Молниеносной дрожью пробегает озноб; небо, прибрежный песок, вода, ивняк – все плывет кругом; руки, ноги отваливаются, как избитые. Израсходован последний остаток сил, и неслушающимися, странно ворочающимися пальцами он развязывает тулуп. На минуту он чувствует себя лежащим в полушубке спиной на земле. Острый, пронизывающий озноб мгновенно разбегается жгучими иглами, сменяясь палящим огнем. Он стискивает зубы, напрягает все мышцы до судороги, но и это одеревеневшее, сопротивляющееся страшным сопротивлением тело не в состоянии избавиться от мгновенно пронизывающей дрожи. Он мычит, как животное, – глухо, подавленно, точно ему забили рот чем-то мягким… Кругом все становится черно и мертво, и он теряет представление о времени…
Проступая сквозь мрак, где-то высоко-высоко нестерпимо блестит голубым блеском клочок неба; на мгновение его заслоняют, нависая, ветви ивняка… Опять черно, холодно, пусто… Потом над ним наклоняется что-то молодое, безусое… Что это? У Семеныча голова лопается от страшного напряжения… Это не небо, не ивняк, не сверкающий, колышущийся воздух… Что это?.. Оно близко-близко наклоняется к лицу, и у него две горящие точки. Они впиваются, пронизывают… Это шакалка ночью ест падаль, и у нее светятся глаза…
Семеныч чувствует легкое щекотание на своей груди, и от этого прикосновения содрогается конвульсивно все его тело, судорогами ведет мышцы, дыбом становятся волосы…

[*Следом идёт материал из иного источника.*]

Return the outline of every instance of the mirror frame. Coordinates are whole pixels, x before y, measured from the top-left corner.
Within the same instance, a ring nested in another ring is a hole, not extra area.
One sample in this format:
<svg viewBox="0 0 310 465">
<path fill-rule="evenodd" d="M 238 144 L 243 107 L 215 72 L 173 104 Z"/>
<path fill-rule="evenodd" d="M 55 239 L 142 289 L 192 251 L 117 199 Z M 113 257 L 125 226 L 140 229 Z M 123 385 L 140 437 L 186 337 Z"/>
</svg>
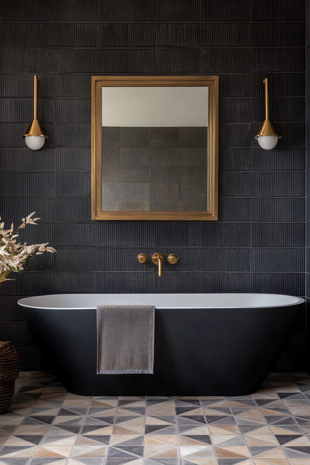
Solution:
<svg viewBox="0 0 310 465">
<path fill-rule="evenodd" d="M 107 212 L 101 210 L 102 92 L 105 86 L 208 87 L 208 209 L 202 211 Z M 218 76 L 92 76 L 92 219 L 202 221 L 218 219 Z"/>
</svg>

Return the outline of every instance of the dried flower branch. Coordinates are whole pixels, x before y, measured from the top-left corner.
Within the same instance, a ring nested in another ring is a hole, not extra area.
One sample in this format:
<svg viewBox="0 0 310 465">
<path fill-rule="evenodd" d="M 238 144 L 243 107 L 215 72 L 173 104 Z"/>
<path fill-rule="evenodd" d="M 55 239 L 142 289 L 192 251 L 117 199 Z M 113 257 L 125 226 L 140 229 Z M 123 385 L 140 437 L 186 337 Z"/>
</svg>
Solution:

В смертельном ужасе он не закричал, а заревел так, что заволновалось голубое небо, заструился горячий, сверкающий воздух, запрыгало и исчезло близко наклонившееся лицо с светящимися глазами… А он все ревет страшным, нечеловеческим голосом, который заполняет все пространство, всю степь, ревет, как привязанный бык, которого медленно режут тупым ножом.

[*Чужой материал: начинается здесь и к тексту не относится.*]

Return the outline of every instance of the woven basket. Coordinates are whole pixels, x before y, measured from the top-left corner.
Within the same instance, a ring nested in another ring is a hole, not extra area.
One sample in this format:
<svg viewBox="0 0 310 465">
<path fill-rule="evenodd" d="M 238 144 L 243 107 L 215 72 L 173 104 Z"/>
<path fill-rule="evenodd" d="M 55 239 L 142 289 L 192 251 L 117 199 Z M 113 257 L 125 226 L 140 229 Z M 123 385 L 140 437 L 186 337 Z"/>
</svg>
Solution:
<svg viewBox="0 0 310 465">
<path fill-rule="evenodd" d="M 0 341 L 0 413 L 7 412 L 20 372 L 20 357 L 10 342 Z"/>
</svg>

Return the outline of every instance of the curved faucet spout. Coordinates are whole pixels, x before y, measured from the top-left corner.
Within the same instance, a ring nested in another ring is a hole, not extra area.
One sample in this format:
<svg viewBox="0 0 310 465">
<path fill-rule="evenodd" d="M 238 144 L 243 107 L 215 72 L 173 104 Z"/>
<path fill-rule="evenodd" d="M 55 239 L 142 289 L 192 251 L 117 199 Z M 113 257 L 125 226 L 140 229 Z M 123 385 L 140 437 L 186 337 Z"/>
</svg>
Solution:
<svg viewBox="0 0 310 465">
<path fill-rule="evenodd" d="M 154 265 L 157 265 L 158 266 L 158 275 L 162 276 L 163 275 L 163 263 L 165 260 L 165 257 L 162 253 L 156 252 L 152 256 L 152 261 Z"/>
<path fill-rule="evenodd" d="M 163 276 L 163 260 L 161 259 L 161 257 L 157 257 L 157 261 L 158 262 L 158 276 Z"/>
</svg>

Но те, кто торопливо отвязывает ловкими пальцами с гайтана на груди пропотелую, пахнущую острым запахом больного тела сумочку, те не слышат этого рева. Они только видят прилипшие к клейким деснам иссохшие губы, оскаленные, подернутые тонкой слизью зубы, слышат прорывающееся сквозь них с свистящим шипением горячее дыхание; видят неподвижно лежащий за зубами вспухший язык и бессильно распростертое тело… Потом с преступно-радостными лицами оба скрываются в ивняке.
В пути*
Назади все так же подымался по горе город массою столпившихся, белевших домиков, крышами, сплошной зеленью садов, серыми, прямыми, спускавшимися по откосу улицами, а над всем, возвышаясь надменно, вырисовывалась на горячем небе симметричная фигура собора, как шапкой покрытая сиявшим куполом, и все так же несся сухой, жгучий, полный едкой пыли, ни на минуту не слабеющий, свистевший в ушах ветер.
Я отер катившийся пот и с ненавистью посмотрел на проклятую машину. Бессловесная вещь покорно стояла, виновато подобрав под себя колесо и прижав уши руля. Хотелось схватить, хлопнуть о землю, чтобы вдребезги разлетелась, и с облегченным сердцем отправиться пешком назад, в город, но вместо этого я встал на подножку, поднялся на подавшееся пружинами седло и нажал педаль.
Велосипед пошел вперед нехотя, с усилием. Приходилось, раскачиваясь всем телом, наваливаться на тяжело и грузно подымающиеся педали, шаг за шагом завоевывая у ветра пространство. Вся прелесть велосипедной езды, легкость, быстрота, когда он без усилий, точно закусив удила, несется, пожирая сливающуюся серой полосой дорогу, пропадала. Я тащился, как черепаха.
Из-под колес взрывами вырывалась сухая, горячая пыль, ветер, не теряя ни секунды, подхватывал, она неслась назад чудовищным, все разрастающимся закрывающим город облаком.
Такие же колеблющиеся, высокие, дымящиеся облака шли навстречу.
Ближе, ближе.
Уродливо вытягиваясь, наклоняясь, касаясь горячего неба, они неслись по дороге, вдруг охватывая непроглядной, серой, сухой, едкой, набивающейся в нос, в рот, в глаза горячей пылью.
И тогда мутно проступала покачивающаяся лошадиная морда, оглобли, слегка прыгающая по вспотевшим бокам шлея, бегущие по дороге колеса, мотающаяся в повозке из стороны в сторону косматая, серая от пыли, спящая голова. Потом лошадиная морда, дуга, оглобли, колеса, прыгающая шлея пропадают, и по дороге, все так же касаясь мутного неба, уходит огромное, бесформенное, клубящееся, как дым, с наклоненной верхушкой, облако.